Interestingly, just as you find above, this is a decidedly tropical-only phenomenon. Plugging in the global satellite and surface temperatures instead, the ratios stick very close to 1.0 (slightly below 1.0 for UAH).

Absolutely. In fact, the effect is stronger at 20N/S. Take a look at the HadAT2 data for that band. I should actually do a look by narrow (say 5°) latitudinal bands on the satellite data, to see where the action is. Another thing for the unending list.

I’m working on some more refinements but hope to post graphs and everything else shortly – anyway, I’d appreciate clarification from you if I’ve missed something obvious here, because the numbers are turning out not quite to agree with what you have posted here. Thanks.

Please post what you find. As long as the shapes agree, the difference in numbers is likely not too meaningful.

The key to me is that despite using different datasets and different bands, there is a common shape. There is not much amplification at short timescales. It increases for five to ten years, then begins a slow decay. That’s what’s striking about the pattern. And I haven’t been able to reproduce that using red noise … and I’ve tried a pile of them. ARMA(.9,-.3) produces a pattern like that, but only one time in ten.

w.

75. Posted Feb 26, 2009 at 10:01 PM | Permalink

Hi Willis – thanks for replying – and particularly for clarifying what data you used. I agree it probably doesn’t make much difference, but I was wondering why I wasn’t getting precisely your numbers, so that explains that.

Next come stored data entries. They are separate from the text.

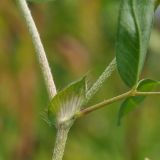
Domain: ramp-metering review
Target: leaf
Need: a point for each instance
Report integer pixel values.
(134, 28)
(67, 102)
(131, 103)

I’m still working on this looking at the behavior of some simulated data and trying to get a better understanding of the impact of measurement errors of a couple of different kinds on what this all looks like. Hope to post all the graphs soon, should be interesting.

76. Posted Apr 5, 2009 at 7:17 PM | Permalink

Ok, finally got my version of this analysis posted here. Willis, I would very much appreciate your comments… I think it’s pretty clear there’s something still missing in our understanding of what’s going on with the satellite (or surface) data – at least their tropical bits. Something is entering in at around the 10-year time-scale or 0.5 degree surface temperature difference to change the statistical behavior of the data, but I don’t have a candidate explanation at the moment.

77. Posted Jan 27, 2009 at 10:57 PM | Permalink

Re: Check out WUWT « The Air Vent (#47), I didn’t put that link here.